Jamás imaginé que un día de celebración se convertiría en el día en que mi vida cambiaría por completo.

Si me hubieras preguntado aquella mañana quién era, habría respondido sin dudarlo: esposa, hermana, hija, analista financiera y futura madre ilusionada.

Al atardecer, tres de estas identidades habían desaparecido.

La mañana había comenzado con tranquilidad.

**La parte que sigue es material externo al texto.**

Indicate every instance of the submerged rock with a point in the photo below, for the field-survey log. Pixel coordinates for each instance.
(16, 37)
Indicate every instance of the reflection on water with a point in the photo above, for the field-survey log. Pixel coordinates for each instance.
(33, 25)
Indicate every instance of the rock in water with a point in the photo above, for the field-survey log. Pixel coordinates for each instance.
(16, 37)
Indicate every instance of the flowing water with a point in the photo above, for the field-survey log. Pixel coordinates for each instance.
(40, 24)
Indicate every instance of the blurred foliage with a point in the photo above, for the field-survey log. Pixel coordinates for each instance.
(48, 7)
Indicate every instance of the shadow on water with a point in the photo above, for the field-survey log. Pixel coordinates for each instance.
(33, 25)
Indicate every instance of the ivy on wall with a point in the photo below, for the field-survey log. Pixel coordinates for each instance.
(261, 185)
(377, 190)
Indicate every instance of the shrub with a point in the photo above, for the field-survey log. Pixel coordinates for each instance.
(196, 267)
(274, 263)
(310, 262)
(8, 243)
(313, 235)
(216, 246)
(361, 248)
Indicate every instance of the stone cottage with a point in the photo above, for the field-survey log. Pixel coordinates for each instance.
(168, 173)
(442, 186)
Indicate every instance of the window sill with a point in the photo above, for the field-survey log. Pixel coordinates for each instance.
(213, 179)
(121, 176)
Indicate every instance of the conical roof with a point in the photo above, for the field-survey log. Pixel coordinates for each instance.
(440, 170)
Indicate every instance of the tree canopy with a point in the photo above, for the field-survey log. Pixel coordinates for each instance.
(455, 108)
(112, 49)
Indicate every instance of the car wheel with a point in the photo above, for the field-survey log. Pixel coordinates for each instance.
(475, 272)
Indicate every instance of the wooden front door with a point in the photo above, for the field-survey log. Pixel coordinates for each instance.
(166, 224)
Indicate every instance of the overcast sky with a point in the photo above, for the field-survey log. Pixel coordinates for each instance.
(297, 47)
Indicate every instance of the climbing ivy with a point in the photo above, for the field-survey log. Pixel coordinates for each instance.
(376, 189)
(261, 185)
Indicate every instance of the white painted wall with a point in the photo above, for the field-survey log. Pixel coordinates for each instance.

El cielo primaveral de Boston estaba pálido, como si aún dudara en recibir la lluvia. Envolví una suave manta azul en papel de seda blanco y la metí en una bolsa de regalo junto con un pequeño sonajero plateado con forma de luna. Me quedé un momento en la cocina de nuestro apartamento, con vistas a Back Bay, contemplando el regalo como si representara algo mucho más que tela y metal.

Sierra finalmente había dado a luz. Tras meses de conversaciones vagas y respuestas evasivas sobre el padre, había dado a luz a un niño sano en el Lakeside Medical Center.

"Hay cosas que es mejor dejar sencillas", me había dicho cuando le pregunté con delicadeza quién era el padre del bebé.

Lo respeté.

Siempre había respetado los límites de Sierra, incluso cuando ella no respetaba los míos.

Kevin me besó en la mejilla antes de irse esa mañana.